# Intermediate Machine Learning Micro 

An expansion on the concepts and methods used in the intro to machine learning micro course

## Categorical Variables

Categorical values are ones with a set of predefined options. Things like car brands (Honda, Ford, Toyota, etc.) or entries to dropdown boxes (in progress, not started, etc.) are categorical variables. These will lead to errors in most machine learning models by default if fed in raw due to the fact they are strings. We will look at 3 approaches to dealing with them.

In [5]:
# Import data and set up training / validation sets
import pandas as pd
from sklearn.model_selection import train_test_split

MELBOURNE_DATA_PATH = '..\\data\\melb_data.csv'
melb_data = pd.read_csv(MELBOURNE_DATA_PATH)

y = melb_data.Price
X = melb_data.drop(['Price'], axis=1)

# Divide data into training and validation subsets
X_train_full, X_valid_full, y_train, y_valid = train_test_split(X, y, train_size=0.8, test_size=0.2,
                                                                random_state=0)

# Drop columns with missing values (simplest approach)
cols_with_missing = [col for col in X_train_full.columns if X_train_full[col].isnull().any()] 
X_train_full.drop(cols_with_missing, axis=1, inplace=True)
X_valid_full.drop(cols_with_missing, axis=1, inplace=True)

# "Cardinality" means the number of unique values in a column
# Select categorical columns with relatively low cardinality (convenient but arbitrary)
low_cardinality_cols = [cname for cname in X_train_full.columns if X_train_full[cname].nunique() < 10 and 
                        X_train_full[cname].dtype == "object"]

# Select numerical columns
numerical_cols = [cname for cname in X_train_full.columns if X_train_full[cname].dtype in ['int64', 'float64']]

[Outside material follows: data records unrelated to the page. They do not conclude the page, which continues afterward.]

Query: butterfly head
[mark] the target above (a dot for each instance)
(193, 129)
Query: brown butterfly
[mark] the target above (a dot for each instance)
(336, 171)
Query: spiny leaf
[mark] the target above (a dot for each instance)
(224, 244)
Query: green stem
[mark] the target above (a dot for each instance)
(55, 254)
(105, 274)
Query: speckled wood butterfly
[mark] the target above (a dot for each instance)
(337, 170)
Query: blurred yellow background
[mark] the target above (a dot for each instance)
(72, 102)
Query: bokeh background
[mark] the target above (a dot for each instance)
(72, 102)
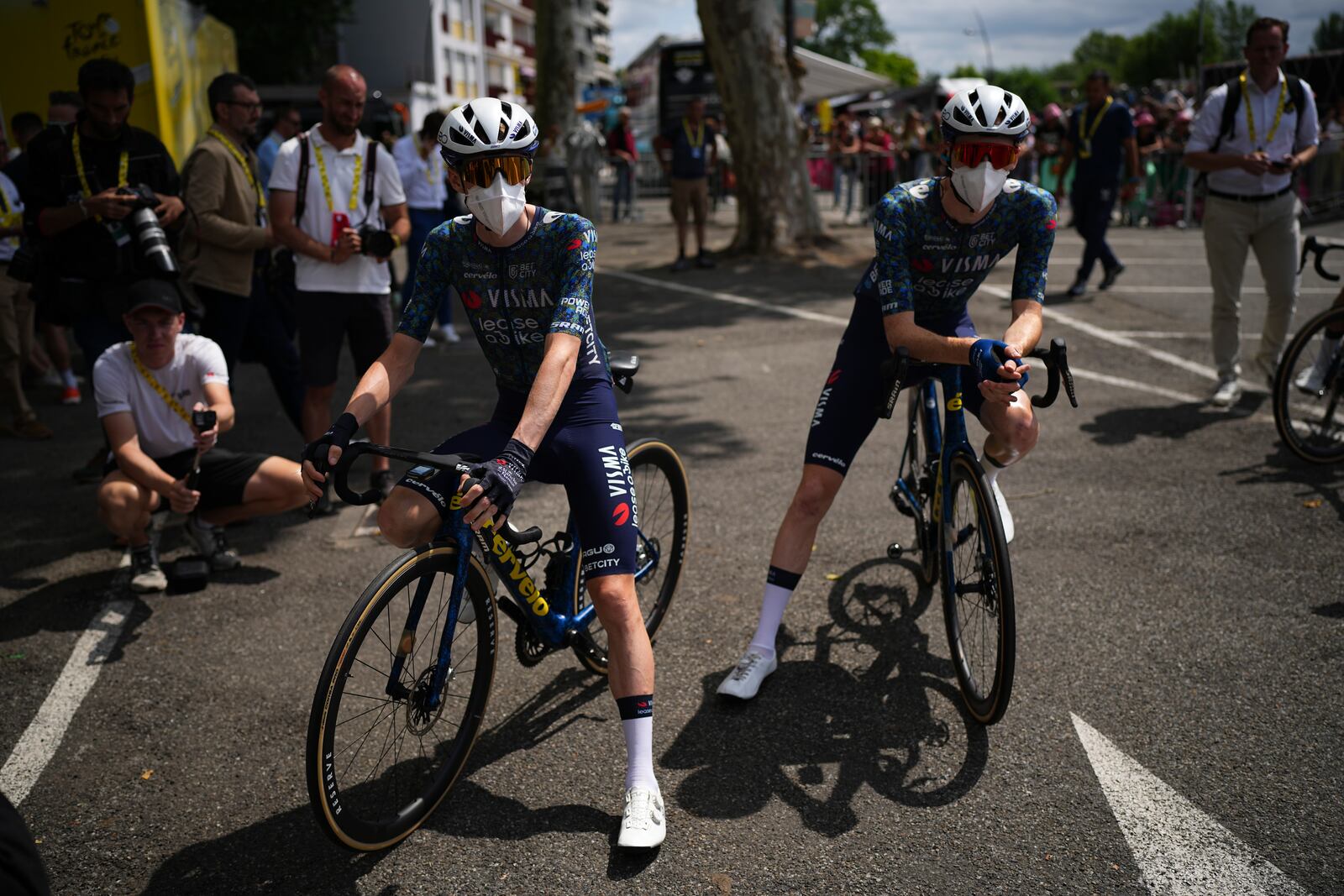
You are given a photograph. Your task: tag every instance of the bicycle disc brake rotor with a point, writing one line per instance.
(420, 718)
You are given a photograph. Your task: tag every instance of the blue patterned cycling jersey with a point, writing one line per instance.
(931, 265)
(515, 296)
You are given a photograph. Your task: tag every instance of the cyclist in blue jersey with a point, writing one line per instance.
(937, 241)
(524, 275)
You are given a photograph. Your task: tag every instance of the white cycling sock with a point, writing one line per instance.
(779, 589)
(638, 725)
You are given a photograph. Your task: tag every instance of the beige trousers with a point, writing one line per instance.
(1272, 230)
(15, 343)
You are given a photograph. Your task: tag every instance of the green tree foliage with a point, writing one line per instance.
(1034, 86)
(889, 63)
(288, 42)
(1168, 45)
(1330, 34)
(848, 27)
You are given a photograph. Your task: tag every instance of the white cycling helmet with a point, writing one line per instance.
(484, 127)
(985, 110)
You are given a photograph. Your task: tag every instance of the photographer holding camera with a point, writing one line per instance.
(333, 194)
(163, 399)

# Keep selected columns only
my_cols = low_cardinality_cols + numerical_cols
X_train = X_train_full[my_cols].copy()
X_valid = X_valid_full[my_cols].copy()

In [6]:
# Define funciton to return MAE score for the data
from sklearn.metrics import mean_absolute_error
from sklearn.ensemble import RandomForestRegressor

def score_dataset(X_train, X_val, y_train, y_val) -> float:
    model = RandomForestRegressor(n_estimators=10, random_state=0)
    model.fit(X_train, y_train)
    preds = model.predict(X_val)
    return mean_absolute_error(y_val, preds)

In [7]:
# Get a list of categorical variables
s = (X_train.dtypes == 'object')
object_cols = list(s[s].index)

print(f'Categorical variables:\n{object_cols}')

Categorical variables:
['Type', 'Method', 'Regionname']


### Approach 1: Drop Categorical Variables

Simply dropping the data that consists of categorical values can be an effetive approach if the data is not meaningful.



In [10]:
drop_X_train = X_train.select_dtypes(exclude=['object'])
drop_X_valid = X_valid.select_dtypes(exclude=['object'])

print(f'MAE from approach #1 (drop categorical variables): {score_dataset(drop_X_train, drop_X_valid, y_train, y_valid)}')

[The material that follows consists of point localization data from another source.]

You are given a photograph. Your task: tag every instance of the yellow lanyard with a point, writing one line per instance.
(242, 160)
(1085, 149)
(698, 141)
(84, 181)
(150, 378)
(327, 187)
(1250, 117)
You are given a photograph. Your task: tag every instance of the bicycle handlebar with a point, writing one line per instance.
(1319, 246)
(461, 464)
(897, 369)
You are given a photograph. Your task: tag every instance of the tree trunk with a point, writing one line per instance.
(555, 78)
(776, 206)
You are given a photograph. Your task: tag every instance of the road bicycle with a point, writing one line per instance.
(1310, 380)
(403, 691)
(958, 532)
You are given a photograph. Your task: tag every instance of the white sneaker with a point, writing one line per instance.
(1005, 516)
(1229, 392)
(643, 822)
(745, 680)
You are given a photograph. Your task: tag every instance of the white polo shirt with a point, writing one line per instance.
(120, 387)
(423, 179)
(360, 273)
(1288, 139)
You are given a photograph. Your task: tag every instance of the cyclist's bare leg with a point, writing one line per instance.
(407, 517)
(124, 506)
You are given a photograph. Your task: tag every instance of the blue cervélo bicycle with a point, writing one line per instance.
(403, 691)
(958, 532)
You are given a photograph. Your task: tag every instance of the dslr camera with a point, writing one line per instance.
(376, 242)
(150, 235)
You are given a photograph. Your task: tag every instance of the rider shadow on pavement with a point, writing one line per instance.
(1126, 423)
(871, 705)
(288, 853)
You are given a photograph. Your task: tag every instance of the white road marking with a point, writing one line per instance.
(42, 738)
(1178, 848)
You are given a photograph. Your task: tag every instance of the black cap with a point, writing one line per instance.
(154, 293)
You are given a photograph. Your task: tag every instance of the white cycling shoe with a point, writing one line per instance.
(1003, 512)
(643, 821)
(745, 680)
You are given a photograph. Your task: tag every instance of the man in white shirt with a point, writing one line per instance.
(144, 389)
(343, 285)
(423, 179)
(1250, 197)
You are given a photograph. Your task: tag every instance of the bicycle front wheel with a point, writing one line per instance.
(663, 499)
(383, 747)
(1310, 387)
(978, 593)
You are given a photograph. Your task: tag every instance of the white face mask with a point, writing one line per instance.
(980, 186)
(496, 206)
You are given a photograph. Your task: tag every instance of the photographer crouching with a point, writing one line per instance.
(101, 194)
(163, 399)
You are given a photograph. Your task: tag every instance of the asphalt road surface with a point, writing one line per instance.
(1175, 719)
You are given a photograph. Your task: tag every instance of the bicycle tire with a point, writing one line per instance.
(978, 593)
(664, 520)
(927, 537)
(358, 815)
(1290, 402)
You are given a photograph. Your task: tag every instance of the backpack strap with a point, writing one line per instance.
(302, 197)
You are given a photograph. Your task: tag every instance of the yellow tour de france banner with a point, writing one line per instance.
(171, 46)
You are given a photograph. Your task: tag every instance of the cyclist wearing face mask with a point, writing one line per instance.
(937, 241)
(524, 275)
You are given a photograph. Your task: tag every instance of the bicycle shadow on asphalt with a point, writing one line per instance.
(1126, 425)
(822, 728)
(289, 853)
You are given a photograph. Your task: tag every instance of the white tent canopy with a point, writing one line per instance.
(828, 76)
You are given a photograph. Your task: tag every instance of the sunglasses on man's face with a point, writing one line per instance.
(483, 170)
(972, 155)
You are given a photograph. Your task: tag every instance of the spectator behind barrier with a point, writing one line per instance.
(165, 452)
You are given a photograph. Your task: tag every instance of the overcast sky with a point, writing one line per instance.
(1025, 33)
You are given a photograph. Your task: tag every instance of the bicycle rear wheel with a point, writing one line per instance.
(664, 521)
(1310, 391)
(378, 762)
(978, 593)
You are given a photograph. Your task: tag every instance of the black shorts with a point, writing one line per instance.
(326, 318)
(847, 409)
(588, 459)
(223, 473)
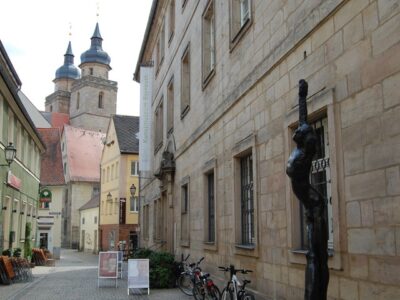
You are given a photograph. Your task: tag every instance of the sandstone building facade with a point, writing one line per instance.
(224, 94)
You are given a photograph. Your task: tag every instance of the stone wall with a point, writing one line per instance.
(348, 51)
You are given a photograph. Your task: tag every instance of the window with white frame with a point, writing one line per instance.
(159, 126)
(1, 116)
(208, 41)
(134, 207)
(170, 106)
(210, 205)
(240, 16)
(185, 228)
(185, 82)
(101, 100)
(247, 223)
(171, 27)
(134, 168)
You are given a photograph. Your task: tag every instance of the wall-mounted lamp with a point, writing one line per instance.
(132, 189)
(10, 152)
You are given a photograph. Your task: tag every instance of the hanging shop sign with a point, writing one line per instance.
(45, 196)
(13, 181)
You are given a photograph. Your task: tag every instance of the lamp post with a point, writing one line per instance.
(10, 153)
(132, 189)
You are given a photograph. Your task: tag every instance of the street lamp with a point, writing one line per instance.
(132, 189)
(10, 152)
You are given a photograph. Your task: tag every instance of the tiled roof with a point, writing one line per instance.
(84, 149)
(51, 170)
(92, 203)
(56, 119)
(127, 128)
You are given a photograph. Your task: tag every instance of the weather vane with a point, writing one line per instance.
(70, 30)
(97, 9)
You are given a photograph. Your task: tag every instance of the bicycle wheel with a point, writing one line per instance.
(227, 294)
(247, 296)
(185, 284)
(199, 292)
(213, 293)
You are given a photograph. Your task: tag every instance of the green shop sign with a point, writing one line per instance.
(45, 196)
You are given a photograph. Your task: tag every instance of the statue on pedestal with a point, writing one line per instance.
(298, 169)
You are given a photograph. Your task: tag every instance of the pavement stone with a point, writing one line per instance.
(75, 277)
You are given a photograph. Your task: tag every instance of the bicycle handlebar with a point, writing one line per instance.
(234, 271)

MAE from approach #1 (drop categorical variables): 183550.22137772635


### Approach 2: Ordinal Encoding

Replacing each of the unique values with a unique integer. for example in a survey where one of the questions can be answered "Never", "Rarely", "Most Days", or "Always", each value can be assigned a number 0, 1, 2, 3. This approach is called "ordinal encoding".

Works especially well for data where the numbers corolate to something in the data like in this example. may not work as well with something like car brands.

In [19]:
from sklearn.preprocessing import OrdinalEncoder

# Make a copy to avoid changing original data
label_X_train = X_train.copy()
label_X_valid = X_valid.copy()

# Apply ordinal encoder to each column with categorical data
ordinal_encoder = OrdinalEncoder()
label_X_train[object_cols] = ordinal_encoder.fit_transform(X_train[object_cols])
label_X_valid[object_cols] = ordinal_encoder.fit_transform(X_valid[object_cols])

print(f'MAE from approach #2 (Ordinal Encoding): {score_dataset(label_X_train, label_X_valid, y_train, y_valid)}')


MAE from approach #2 (Ordinal Encoding): 175062.2967599411


This is a common approach that is simpler than providing custom labels; however, we can expect an additional boost in performance if we provide better-informed labels for all ordinal variables.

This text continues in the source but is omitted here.